Roommates
Nos conocimos hace tres semanas. Desde entonces, compartimos una misma casa. Al principio me aterraba la idea de tener que compartir un baño y una cocina con tres varones que me eran desconocidos. Ahora puedo decir que son mis roommates.
Debido a los altísimos costos de alquiler en Londres y mi reducido presupuesto para financiar mi estadía, subarrendé una habitación a través de un sitio en la web. No es la primera vez que utilizo este recurso. Desde hace unos años, se ha convertido en mi forma predilecta de buscar alojamiento. Esta vez, mi selección se basó en las fotos increíbles del apartamento y la conveniencia de su localización céntrica. Sin embargo, en la descripción del lugar se omitieron una serie detalles como, por ejemplo, que el espacio sería compartido entre cuatro personas.
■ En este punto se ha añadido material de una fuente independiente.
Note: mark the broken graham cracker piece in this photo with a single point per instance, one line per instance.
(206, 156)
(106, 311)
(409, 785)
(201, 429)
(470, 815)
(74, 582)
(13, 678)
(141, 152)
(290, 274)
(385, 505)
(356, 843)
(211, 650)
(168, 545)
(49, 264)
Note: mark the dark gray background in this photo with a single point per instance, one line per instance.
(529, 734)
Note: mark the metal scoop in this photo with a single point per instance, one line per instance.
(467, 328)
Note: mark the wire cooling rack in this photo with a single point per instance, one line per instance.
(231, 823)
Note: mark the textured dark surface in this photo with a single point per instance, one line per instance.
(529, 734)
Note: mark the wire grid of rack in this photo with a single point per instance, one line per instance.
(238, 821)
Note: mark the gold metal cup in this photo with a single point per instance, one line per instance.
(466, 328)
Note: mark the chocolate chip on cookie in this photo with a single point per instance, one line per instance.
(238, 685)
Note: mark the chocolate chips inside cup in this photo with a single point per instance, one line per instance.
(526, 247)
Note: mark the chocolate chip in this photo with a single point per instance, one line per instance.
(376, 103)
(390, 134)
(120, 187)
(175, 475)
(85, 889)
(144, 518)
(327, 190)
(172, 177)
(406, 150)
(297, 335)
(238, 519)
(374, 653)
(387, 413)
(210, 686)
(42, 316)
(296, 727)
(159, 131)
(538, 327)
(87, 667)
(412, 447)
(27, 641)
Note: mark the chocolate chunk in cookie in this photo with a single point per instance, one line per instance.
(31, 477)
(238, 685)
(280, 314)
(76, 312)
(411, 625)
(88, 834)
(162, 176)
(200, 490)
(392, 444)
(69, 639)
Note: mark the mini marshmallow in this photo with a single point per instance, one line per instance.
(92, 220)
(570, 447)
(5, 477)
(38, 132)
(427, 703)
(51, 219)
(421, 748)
Cuando llegué, me topé con dos ingleses y un francés. Como yo, se acababan de mudar al apartamento. Poco a poco, tanteamos el terreno. Resulta, que dos de ellos trabajan en el campo de las ciencias de la computación y el otro es estudiante de medicina. Los ingleses cocinan pasta con salsa de tomate y carne molida casi todos los días. El francés solo consume productos halal y fue campeón nacional de ajedrez cuando apenas tenía 11 años. Uno de los ingleses ha decidido comenzar una dieta saludable y me ha confesado que su madre aún le lava la ropa. El otro me ha dicho que se encuentra en una etapa de redescubrimiento espiritual. Según me contó, una mañana de domingo, descubrió que los humanos no son máquinas lógicas y que los sentimientos no son ecuaciones lógicas más complejas, como solía pensar. No fue hasta que me explicó la naturaleza de su trabajo que pude entender su antigua manera de percibir la humanidad. Él se dedica a escribir los algoritmos de uno de los programas que utiliza la bolsa de valores para determinar o predecir el comportamiento de los stock–brokers o corredores de bolsa. Sus padres provienen de Bangladesh, pero él nació en Londres. I have been there only once. And I was like 9 years old.
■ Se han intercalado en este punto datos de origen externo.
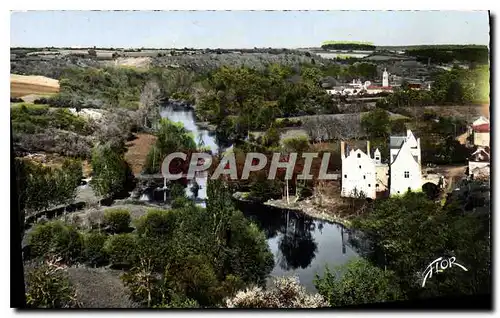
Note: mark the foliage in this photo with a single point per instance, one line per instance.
(262, 189)
(116, 87)
(447, 54)
(46, 186)
(94, 253)
(48, 286)
(348, 45)
(157, 222)
(286, 292)
(56, 239)
(30, 119)
(109, 170)
(357, 282)
(171, 137)
(376, 123)
(240, 100)
(122, 249)
(296, 144)
(117, 220)
(411, 231)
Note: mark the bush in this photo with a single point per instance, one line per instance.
(286, 292)
(55, 238)
(296, 144)
(48, 286)
(117, 220)
(94, 252)
(156, 222)
(360, 283)
(121, 249)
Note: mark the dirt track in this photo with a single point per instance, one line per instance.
(22, 85)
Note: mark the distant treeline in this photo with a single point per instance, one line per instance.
(361, 46)
(449, 53)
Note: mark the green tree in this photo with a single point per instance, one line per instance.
(48, 286)
(376, 123)
(109, 171)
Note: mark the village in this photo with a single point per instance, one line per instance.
(118, 207)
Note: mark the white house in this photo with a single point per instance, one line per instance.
(358, 173)
(385, 79)
(479, 163)
(405, 164)
(362, 174)
(481, 135)
(481, 120)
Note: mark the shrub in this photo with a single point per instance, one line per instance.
(48, 286)
(121, 249)
(55, 238)
(296, 144)
(94, 252)
(286, 292)
(360, 283)
(156, 222)
(117, 220)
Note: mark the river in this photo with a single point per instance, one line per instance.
(301, 245)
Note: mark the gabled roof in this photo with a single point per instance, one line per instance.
(395, 142)
(481, 128)
(483, 152)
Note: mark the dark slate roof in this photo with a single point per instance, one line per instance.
(395, 142)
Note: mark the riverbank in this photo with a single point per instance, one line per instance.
(308, 207)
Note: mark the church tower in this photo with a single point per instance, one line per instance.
(385, 79)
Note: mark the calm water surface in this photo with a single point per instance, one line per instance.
(301, 245)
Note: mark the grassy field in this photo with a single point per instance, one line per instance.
(21, 85)
(137, 151)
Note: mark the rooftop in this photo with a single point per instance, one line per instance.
(482, 128)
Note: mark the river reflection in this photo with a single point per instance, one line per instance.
(301, 245)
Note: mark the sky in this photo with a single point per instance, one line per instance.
(245, 29)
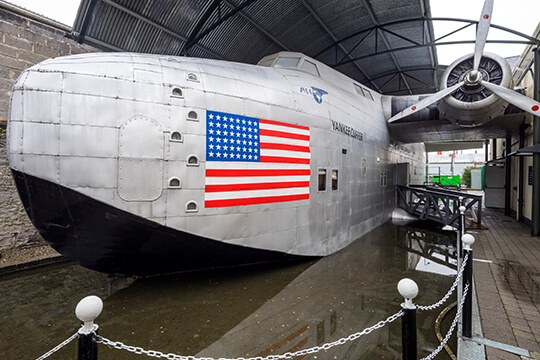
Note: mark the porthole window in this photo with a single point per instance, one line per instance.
(322, 179)
(384, 180)
(364, 167)
(175, 183)
(176, 136)
(177, 92)
(192, 77)
(192, 206)
(192, 115)
(334, 179)
(193, 160)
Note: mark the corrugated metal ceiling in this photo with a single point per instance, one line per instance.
(355, 37)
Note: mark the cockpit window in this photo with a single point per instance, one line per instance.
(287, 62)
(266, 62)
(310, 67)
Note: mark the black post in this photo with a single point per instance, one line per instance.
(535, 226)
(87, 347)
(467, 305)
(87, 310)
(408, 333)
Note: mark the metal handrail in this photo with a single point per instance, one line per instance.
(424, 201)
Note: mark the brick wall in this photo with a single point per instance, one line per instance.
(23, 43)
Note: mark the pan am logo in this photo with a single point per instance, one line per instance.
(316, 92)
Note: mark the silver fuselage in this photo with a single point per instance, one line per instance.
(131, 131)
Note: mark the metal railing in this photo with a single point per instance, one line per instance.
(438, 204)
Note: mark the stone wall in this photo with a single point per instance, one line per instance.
(24, 41)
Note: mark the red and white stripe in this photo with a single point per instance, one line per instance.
(282, 174)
Soy la mayor del grupo. Hemos logrado compenetrarnos a través de la cocina. El francés rompió el hielo cuando nos preparó un bizcocho de chocolate. Yo le seguí el juego y planifiqué una cena. Les encantó el sabor que deja el sofrito. Me pidieron que volviera a cocinar y me preguntaron si sabía preparar comida mexicana. Qué ironía. Después de haber vivido allí un año.—pensé. A punta de ajo, cebolla, pimiento, cilantro y orégano, les ofrecí la versión boricua de la comida mexicana. Esa que se confecciona a base de los productos Old El Paso y aderezos que no existen en México, como el aclamado sour cream. De este modo, surgió nuestra dinámica de compañerismo. Una vez a la semana, yo cocino y ellos obsequian el vino.
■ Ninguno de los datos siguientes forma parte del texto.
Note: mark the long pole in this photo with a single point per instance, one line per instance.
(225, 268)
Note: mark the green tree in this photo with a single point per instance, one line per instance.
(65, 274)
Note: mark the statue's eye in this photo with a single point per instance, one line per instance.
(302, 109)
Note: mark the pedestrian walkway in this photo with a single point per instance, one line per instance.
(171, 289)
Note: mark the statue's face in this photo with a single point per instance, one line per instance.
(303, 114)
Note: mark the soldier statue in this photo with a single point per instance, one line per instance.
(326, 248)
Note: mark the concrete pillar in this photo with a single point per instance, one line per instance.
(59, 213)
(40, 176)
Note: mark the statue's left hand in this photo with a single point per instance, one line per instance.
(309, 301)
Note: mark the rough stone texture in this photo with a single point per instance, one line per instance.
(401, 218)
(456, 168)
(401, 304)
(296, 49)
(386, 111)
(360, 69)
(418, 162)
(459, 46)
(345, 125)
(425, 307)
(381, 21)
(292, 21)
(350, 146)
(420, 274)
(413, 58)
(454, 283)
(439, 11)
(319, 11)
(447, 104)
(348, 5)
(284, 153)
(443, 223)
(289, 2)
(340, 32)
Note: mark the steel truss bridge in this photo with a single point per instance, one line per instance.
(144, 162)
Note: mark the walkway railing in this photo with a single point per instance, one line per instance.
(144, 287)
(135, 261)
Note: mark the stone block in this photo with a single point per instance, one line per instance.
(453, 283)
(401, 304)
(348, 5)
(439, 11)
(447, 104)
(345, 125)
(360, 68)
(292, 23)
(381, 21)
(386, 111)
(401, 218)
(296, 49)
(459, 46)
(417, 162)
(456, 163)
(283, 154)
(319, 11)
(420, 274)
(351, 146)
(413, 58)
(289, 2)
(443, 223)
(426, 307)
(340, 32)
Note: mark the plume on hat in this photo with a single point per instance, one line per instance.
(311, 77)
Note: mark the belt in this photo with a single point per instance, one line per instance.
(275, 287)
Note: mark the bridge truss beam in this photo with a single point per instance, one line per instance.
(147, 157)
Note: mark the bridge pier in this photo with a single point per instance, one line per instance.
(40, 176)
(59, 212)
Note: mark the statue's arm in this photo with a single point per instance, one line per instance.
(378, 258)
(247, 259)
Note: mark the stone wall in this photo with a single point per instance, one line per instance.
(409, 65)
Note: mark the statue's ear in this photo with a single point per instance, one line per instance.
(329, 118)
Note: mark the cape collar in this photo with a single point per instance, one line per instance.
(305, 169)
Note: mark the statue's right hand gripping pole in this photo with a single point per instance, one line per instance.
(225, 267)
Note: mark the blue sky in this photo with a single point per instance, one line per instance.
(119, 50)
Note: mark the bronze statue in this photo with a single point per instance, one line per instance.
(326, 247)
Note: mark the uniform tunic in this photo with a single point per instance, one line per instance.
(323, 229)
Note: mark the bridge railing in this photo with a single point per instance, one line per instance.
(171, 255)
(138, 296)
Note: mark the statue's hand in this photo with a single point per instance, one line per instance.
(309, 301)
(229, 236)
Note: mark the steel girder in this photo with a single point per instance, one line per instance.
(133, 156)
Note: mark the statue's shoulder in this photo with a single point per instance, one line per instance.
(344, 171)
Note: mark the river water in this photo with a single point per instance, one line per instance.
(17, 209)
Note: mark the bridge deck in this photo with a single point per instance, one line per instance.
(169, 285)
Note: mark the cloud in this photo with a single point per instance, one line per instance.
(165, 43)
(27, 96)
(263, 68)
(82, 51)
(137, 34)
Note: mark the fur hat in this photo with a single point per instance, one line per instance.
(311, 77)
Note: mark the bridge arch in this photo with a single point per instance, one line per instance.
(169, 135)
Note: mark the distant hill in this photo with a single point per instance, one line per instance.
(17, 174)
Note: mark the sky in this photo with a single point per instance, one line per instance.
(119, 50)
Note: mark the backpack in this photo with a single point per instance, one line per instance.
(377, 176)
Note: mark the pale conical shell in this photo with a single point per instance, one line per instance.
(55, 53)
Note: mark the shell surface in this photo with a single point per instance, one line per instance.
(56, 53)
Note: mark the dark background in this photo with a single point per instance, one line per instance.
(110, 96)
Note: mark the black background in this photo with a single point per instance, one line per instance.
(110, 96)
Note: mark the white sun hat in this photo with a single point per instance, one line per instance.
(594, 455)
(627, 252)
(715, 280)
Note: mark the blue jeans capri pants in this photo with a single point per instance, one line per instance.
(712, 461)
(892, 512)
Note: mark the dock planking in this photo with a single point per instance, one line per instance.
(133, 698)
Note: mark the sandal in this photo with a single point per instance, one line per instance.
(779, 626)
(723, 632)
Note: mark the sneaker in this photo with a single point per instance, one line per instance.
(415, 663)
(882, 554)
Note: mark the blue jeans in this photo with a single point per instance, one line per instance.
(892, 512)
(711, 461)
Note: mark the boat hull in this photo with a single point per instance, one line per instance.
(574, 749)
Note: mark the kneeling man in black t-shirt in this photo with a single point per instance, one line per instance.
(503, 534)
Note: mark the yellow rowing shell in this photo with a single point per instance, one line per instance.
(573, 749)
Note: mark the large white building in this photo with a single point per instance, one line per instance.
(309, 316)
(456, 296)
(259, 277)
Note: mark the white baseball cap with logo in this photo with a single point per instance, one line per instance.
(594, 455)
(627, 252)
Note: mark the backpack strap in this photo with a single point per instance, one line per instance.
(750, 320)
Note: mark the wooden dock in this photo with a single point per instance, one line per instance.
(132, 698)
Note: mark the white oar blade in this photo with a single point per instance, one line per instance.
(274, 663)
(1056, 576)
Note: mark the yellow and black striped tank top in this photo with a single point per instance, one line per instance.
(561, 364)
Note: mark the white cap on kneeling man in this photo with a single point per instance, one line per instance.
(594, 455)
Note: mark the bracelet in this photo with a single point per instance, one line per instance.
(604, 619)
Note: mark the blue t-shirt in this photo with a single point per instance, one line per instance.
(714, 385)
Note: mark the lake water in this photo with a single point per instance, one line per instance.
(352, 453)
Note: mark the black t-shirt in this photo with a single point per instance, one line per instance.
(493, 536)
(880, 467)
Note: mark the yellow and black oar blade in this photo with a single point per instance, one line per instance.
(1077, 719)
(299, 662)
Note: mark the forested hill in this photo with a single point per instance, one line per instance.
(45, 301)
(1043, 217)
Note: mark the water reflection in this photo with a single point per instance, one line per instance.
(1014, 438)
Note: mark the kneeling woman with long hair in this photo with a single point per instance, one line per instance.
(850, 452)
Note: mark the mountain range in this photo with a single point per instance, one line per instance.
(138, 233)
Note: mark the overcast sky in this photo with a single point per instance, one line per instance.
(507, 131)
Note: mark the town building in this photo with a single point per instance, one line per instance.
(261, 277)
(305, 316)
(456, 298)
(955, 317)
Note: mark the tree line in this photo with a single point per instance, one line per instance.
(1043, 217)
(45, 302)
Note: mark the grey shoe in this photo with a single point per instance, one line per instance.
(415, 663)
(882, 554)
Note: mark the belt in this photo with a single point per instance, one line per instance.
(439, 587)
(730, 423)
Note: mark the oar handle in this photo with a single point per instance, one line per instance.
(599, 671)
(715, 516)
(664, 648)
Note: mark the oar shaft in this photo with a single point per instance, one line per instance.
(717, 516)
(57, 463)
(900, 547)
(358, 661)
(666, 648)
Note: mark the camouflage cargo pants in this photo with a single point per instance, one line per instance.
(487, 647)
Son millenials de verdad. De esos que desconocen el beeper y su adolescencia fue marcada por las redes sociales. Las conversaciones giran en torno a preguntas cuyo tono existencial varía de acuerdo al conteo de copas de vino que llevemos esa noche.
A pesar de que tienen personalidades muy distintas, los tres cuentan con una cosa en común: ninguno ha pisado el continente americano. Eso, y ahora el gusto por el sofrito.